Thursday, June 20, 2013

Fight Club.

We had been fighting for as long as I could remember.

We fought about everything. It seemed then that the only way we knew how to interact with each other was to fight.

Heck, for the longest time, we could not even agree on the status of our relationship.  (I hear our friends chuckle in agreement!)

So when I got pregnant with Qube, I assumed people were happy. Well, at least the few people we usually bother with our petty fights. I could imagine them heaving a sigh of relief, saying “now the fighting stops.”

Surprise, surprise! It did not. Not that I had any illusions, to begin with. If anything changed, it’s the fact that we now have more things to fight about.  

And during these fights, I swear I feel really happy and relieved that we have no marriage papers to keep us from leaving each other.

So, one day, I told you this: “I love you sometimes, when we are not fighting.”

And you said:
“I love you, even when we are fighting. That’s how we are different.”

I choked.

Wednesday, June 19, 2013

Palusot.


I was watching Qube play with his trains a short distance from where I was having breakfast. He was again removing everything he sees on the couch. Whenever he wants to play, he does not want any obstruction blocking the path of his trains. This time, he was busy removing pillows and putting them on the floor.

Seeing that I was intently looking at him, he turned towards me and asked: "Mama, is that a giant electric fan?"

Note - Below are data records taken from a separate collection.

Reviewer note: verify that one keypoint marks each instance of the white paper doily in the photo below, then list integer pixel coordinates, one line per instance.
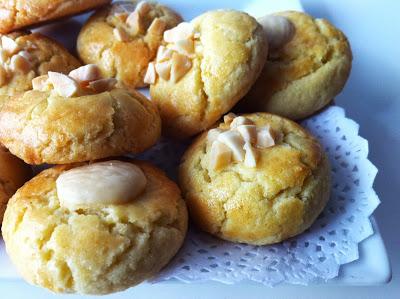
(313, 256)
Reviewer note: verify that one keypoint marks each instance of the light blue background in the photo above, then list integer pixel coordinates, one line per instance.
(372, 98)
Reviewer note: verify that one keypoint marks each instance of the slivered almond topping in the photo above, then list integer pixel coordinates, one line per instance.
(89, 72)
(248, 132)
(157, 27)
(234, 141)
(220, 155)
(163, 54)
(102, 85)
(163, 69)
(150, 77)
(9, 45)
(181, 64)
(250, 159)
(143, 7)
(20, 64)
(228, 118)
(41, 83)
(240, 120)
(3, 76)
(183, 31)
(265, 138)
(120, 34)
(213, 134)
(133, 21)
(64, 85)
(184, 46)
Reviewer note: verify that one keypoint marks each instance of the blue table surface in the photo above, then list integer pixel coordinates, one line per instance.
(372, 98)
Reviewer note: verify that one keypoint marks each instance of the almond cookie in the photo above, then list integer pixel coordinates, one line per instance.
(77, 117)
(256, 179)
(13, 174)
(123, 38)
(94, 228)
(24, 56)
(303, 74)
(18, 14)
(205, 67)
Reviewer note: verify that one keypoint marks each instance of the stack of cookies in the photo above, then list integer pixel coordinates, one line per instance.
(97, 221)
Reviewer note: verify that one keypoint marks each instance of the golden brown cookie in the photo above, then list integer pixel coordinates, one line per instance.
(13, 174)
(215, 59)
(96, 249)
(277, 195)
(305, 74)
(77, 118)
(123, 38)
(18, 14)
(24, 56)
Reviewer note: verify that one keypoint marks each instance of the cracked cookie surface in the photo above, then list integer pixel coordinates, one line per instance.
(278, 199)
(229, 55)
(15, 14)
(45, 55)
(42, 127)
(126, 60)
(305, 74)
(94, 250)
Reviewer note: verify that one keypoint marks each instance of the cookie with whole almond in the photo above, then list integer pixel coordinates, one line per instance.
(16, 14)
(204, 68)
(307, 66)
(256, 178)
(77, 117)
(123, 38)
(24, 56)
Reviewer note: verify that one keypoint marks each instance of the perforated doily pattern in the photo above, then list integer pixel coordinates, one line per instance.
(312, 256)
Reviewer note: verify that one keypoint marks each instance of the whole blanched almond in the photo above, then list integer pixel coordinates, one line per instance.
(150, 76)
(89, 72)
(64, 85)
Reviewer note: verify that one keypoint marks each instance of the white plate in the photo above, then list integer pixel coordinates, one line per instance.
(371, 268)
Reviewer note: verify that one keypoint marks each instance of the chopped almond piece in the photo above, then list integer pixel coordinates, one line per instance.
(228, 118)
(163, 69)
(64, 85)
(181, 64)
(250, 159)
(163, 54)
(40, 83)
(9, 45)
(120, 34)
(220, 155)
(133, 22)
(157, 27)
(26, 55)
(184, 46)
(150, 77)
(183, 31)
(3, 76)
(143, 7)
(213, 134)
(102, 85)
(234, 141)
(89, 72)
(241, 120)
(264, 137)
(248, 132)
(20, 64)
(3, 56)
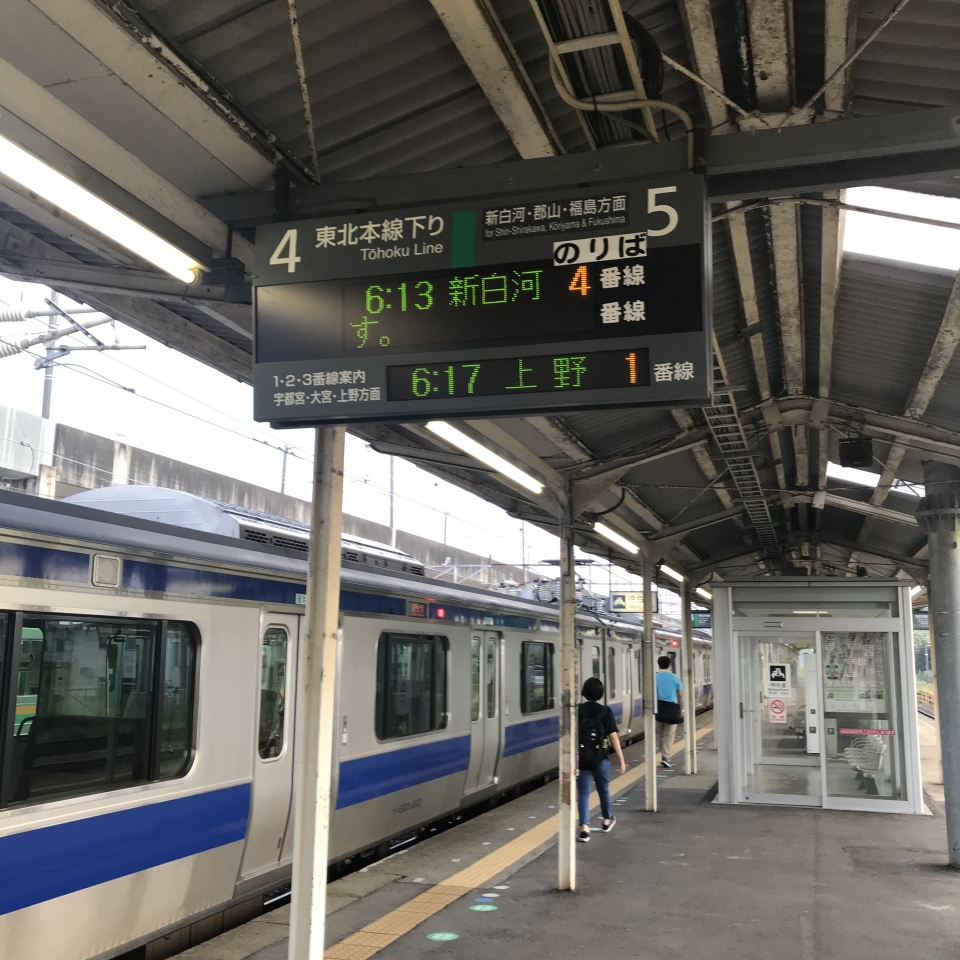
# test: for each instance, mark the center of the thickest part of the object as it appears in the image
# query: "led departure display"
(594, 298)
(548, 373)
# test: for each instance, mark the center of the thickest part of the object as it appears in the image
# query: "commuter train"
(148, 656)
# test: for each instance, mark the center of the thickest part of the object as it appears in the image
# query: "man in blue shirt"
(669, 709)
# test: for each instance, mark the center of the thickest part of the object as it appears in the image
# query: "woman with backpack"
(597, 733)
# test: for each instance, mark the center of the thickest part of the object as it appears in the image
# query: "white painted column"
(649, 697)
(567, 840)
(689, 687)
(316, 690)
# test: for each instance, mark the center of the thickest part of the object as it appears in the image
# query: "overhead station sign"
(518, 304)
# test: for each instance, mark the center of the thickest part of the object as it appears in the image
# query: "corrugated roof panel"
(611, 433)
(675, 488)
(728, 321)
(373, 114)
(811, 233)
(914, 61)
(888, 314)
(808, 47)
(758, 226)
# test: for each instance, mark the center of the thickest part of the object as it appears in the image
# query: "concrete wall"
(19, 444)
(84, 461)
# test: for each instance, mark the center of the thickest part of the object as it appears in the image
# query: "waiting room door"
(780, 719)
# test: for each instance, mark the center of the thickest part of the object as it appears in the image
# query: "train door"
(273, 749)
(627, 673)
(485, 712)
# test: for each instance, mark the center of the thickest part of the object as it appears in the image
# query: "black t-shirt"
(599, 711)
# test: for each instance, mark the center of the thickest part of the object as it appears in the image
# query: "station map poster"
(855, 672)
(568, 299)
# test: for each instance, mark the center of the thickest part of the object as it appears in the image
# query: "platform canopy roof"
(204, 118)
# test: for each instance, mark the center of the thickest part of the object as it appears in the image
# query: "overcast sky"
(165, 402)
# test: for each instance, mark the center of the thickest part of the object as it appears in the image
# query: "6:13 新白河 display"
(531, 302)
(549, 373)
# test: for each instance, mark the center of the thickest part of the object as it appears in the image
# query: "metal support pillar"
(649, 687)
(316, 692)
(938, 514)
(689, 690)
(567, 845)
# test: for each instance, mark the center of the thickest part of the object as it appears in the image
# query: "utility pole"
(690, 720)
(938, 515)
(393, 526)
(316, 691)
(649, 686)
(567, 841)
(46, 472)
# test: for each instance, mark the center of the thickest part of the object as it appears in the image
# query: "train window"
(474, 678)
(536, 677)
(273, 689)
(100, 705)
(491, 677)
(411, 685)
(178, 667)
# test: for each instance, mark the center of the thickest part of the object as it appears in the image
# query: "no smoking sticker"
(778, 711)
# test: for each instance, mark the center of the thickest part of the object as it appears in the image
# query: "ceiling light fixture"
(478, 451)
(610, 534)
(671, 573)
(40, 178)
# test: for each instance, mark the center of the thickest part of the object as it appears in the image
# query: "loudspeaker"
(857, 452)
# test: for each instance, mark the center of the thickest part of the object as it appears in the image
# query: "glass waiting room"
(815, 693)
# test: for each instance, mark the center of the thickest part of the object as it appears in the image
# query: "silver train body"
(120, 822)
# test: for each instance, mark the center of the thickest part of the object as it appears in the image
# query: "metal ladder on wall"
(723, 419)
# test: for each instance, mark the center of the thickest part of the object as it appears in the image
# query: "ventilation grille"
(289, 543)
(106, 571)
(301, 544)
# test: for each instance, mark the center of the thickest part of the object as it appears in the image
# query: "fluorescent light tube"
(608, 534)
(477, 450)
(670, 572)
(43, 180)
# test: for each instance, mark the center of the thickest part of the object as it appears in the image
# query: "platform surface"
(694, 879)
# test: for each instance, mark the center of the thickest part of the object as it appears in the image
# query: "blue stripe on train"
(369, 777)
(53, 861)
(520, 737)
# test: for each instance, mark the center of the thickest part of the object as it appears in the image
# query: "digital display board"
(589, 299)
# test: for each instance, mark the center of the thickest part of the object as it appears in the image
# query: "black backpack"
(591, 734)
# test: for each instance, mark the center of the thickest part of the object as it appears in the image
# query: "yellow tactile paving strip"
(391, 926)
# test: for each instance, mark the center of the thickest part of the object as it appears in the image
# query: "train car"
(149, 645)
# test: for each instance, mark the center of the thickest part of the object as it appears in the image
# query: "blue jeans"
(585, 779)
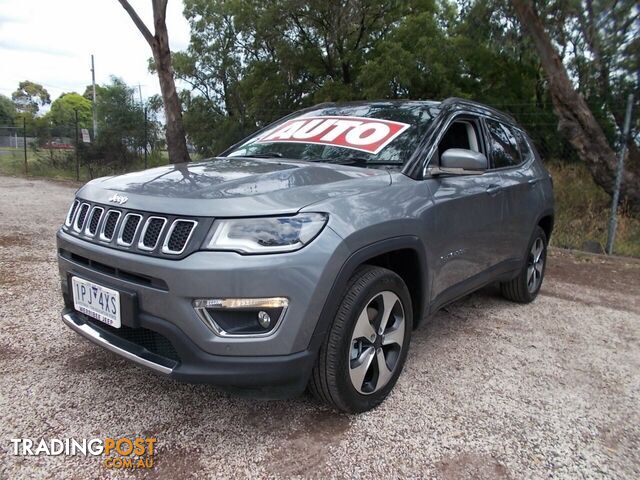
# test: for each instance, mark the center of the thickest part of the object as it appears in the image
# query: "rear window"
(384, 133)
(504, 147)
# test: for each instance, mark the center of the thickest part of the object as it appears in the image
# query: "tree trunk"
(159, 43)
(176, 137)
(575, 120)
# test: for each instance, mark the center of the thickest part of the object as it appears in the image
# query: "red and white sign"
(369, 135)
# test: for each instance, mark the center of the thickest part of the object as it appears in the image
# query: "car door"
(467, 219)
(523, 195)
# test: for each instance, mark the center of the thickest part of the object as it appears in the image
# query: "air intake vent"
(109, 226)
(151, 233)
(129, 229)
(94, 221)
(178, 236)
(82, 216)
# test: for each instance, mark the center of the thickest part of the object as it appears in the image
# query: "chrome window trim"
(78, 228)
(165, 245)
(141, 244)
(101, 236)
(119, 240)
(88, 224)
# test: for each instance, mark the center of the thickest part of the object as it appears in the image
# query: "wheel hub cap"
(376, 343)
(535, 265)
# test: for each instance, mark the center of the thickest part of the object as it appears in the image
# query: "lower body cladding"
(247, 322)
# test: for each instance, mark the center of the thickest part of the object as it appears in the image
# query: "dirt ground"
(490, 389)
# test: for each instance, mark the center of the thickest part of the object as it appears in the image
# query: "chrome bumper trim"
(94, 335)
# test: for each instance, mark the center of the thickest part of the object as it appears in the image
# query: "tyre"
(525, 287)
(367, 343)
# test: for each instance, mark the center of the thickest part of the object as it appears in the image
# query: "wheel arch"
(403, 255)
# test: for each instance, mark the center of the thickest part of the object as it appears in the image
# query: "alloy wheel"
(535, 265)
(376, 343)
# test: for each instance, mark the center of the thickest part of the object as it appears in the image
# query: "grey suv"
(306, 254)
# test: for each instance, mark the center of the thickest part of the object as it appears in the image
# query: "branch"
(138, 21)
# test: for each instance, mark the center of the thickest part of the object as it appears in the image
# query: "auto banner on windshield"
(369, 135)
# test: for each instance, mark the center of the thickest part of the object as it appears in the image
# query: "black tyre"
(525, 287)
(367, 344)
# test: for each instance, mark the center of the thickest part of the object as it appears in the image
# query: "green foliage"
(250, 62)
(30, 96)
(7, 111)
(62, 115)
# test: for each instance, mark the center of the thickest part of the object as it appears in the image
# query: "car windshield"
(368, 134)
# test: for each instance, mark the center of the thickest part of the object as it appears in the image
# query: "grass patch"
(583, 210)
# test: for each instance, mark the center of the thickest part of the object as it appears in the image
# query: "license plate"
(96, 301)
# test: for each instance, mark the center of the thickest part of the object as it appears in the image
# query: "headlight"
(265, 234)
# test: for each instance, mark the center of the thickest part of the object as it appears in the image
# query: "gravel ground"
(490, 389)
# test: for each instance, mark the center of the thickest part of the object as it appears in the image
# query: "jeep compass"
(305, 255)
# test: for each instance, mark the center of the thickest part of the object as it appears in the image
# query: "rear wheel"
(367, 343)
(525, 287)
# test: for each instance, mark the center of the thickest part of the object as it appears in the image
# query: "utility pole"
(24, 141)
(613, 221)
(146, 139)
(77, 149)
(93, 107)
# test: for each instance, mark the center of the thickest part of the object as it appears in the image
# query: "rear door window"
(504, 147)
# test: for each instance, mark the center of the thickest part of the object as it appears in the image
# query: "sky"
(51, 41)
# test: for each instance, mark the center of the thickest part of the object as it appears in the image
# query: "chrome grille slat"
(72, 212)
(109, 225)
(178, 237)
(151, 233)
(128, 229)
(81, 217)
(134, 231)
(94, 221)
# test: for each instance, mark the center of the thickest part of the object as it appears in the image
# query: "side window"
(526, 152)
(460, 134)
(504, 148)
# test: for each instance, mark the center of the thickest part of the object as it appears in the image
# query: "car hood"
(238, 186)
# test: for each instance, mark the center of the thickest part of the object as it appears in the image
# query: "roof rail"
(464, 101)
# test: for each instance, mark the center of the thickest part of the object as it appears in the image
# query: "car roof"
(451, 102)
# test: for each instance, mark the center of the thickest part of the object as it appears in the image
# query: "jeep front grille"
(151, 234)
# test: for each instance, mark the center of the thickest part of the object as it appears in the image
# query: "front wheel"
(525, 287)
(367, 344)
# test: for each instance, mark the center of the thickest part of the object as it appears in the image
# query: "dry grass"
(583, 210)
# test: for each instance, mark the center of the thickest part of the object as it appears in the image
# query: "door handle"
(494, 189)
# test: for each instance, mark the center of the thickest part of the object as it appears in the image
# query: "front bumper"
(271, 375)
(160, 294)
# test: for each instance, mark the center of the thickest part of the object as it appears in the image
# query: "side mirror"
(462, 159)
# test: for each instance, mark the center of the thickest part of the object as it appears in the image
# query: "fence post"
(24, 141)
(613, 221)
(77, 149)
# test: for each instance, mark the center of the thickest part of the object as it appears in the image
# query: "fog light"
(241, 317)
(264, 319)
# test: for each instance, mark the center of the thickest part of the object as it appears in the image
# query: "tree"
(63, 111)
(159, 43)
(30, 96)
(7, 111)
(576, 120)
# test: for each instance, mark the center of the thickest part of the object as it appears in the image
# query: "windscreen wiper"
(264, 155)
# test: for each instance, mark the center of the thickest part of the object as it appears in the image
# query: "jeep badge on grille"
(119, 199)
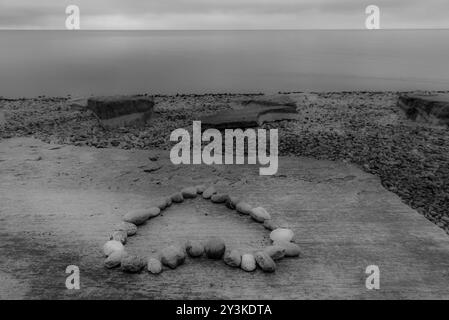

I thought for a moment and surmised that, well, he was saying that in reference to his size. I innocently replied: "Yes baby, that is a very big electric fan."

With that, he smiled and said: "I know Mama. Look, na-blow kang electric fan ang pillows to the floor."

Here comes my moral dilemma. Applaud the effort and get him off the hook? Or tell him that no, that is not the truth?

I did not see this as one of the things I should worry about a thousand days ago.

Friday, July 15, 2011

the F-word

Last night, while we were trying to get Qube to sleep (picture this: my arms over his body to pin him on the bed, while he was shouting, squirming and squeezing himself out of my embrace), he did it. He said the F-word. Twice.

By now, Qube's speech is comprised of the monosyllables Bee, Kii, Boo, Peee, Nee, and when he is super annoyed because i keep on ignoring him, he blurts out Mamamamamamama with this look on his face:

And last night, he said Eff to Mama and Papa for forcing him to sleep at 1:30 in the morning. And another Eff for taking the laptop away from him while he was still enjoying Garageband.